# Alternative to NCT classes?



## Eliza_V

Hi all,

Been trying to get hubby and I booked on an NCT course, but we're fairly restricted due to only really being able to do the evening classes due to other commitments.. And the *only* one suitable is all booked up! I've tried looking at some weekend dates but we've got family visiting or are away, and even looked further afield but they're just too far away!

I loved the idea that they're all about "natural" birthing (I'm hopefully having a homebirth) and also that you're much more likely to meet other like-minded couples who will help build up a fantastic support network after the baby is born (which I know I will need as we're on our own up here).

Are there any other alternatives to NCT classes? The hospital ones are only 2 x 2hr sessions, and they're no doubt all about when you can have your epidural or something..

Help :(


----------



## rachiedata

Hi!
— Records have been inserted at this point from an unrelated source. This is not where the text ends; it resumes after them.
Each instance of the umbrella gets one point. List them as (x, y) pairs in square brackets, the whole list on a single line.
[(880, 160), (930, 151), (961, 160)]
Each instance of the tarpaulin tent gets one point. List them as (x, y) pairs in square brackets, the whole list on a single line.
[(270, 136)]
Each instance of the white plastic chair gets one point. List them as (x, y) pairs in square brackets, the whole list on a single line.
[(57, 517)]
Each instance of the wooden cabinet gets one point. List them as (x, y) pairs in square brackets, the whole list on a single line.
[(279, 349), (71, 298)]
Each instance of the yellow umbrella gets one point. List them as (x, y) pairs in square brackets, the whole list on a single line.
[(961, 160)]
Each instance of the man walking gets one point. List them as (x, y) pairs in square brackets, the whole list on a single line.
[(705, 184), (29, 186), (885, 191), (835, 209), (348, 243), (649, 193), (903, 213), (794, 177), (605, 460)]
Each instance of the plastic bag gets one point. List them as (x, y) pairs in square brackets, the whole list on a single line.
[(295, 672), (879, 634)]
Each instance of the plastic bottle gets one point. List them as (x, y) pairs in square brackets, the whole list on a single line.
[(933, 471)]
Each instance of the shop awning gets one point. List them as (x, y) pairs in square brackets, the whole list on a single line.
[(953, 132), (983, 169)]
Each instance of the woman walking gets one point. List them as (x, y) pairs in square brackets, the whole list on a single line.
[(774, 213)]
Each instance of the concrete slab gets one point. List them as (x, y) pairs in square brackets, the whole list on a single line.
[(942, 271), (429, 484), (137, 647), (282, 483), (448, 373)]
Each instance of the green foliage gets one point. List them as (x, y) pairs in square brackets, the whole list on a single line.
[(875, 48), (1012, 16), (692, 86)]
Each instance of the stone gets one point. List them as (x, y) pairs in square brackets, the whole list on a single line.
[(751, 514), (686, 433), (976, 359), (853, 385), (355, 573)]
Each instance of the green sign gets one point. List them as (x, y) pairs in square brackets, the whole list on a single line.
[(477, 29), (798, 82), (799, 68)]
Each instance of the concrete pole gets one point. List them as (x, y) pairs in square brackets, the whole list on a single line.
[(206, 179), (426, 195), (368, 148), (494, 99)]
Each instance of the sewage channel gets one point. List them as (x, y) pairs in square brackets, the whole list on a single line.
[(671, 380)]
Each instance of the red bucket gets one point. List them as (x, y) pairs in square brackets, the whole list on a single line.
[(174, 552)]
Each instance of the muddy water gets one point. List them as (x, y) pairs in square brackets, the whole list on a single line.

I'm booked onto NCT classes, on a weekend course for June babies although I'm due in May - is this an option, to go on one for a different due month? I think I looked early enough that I could have got on to a March one if I'd wanted... although one of the good reasons to do them is to meet people due at the same time as you, if you've got your heart set on the course content then this could be a solution. We had to do weekend as OH works shifts - the course co-ordinator was really helpful and rung for a chat before the booking was confirmed, so maybe ring them first and ask if they have a solution for you, their name and number should be on the 'your area' section of the website.

Don't write off NHS classes altogether - I'm booked on an infant feeding workshop tomorrow at the hospital, although I'm home birth too. I've heard from both sides that it's very useful and informative, and by both sides I mean people who have attended NCT classes and were very much of the natural persuasion, to people who had no interest in breastfeeding beforehand but came away enlightened! In my area they also do active birth and antenatal yoga - these are based in Childrens Centres so check those in your area for different classes.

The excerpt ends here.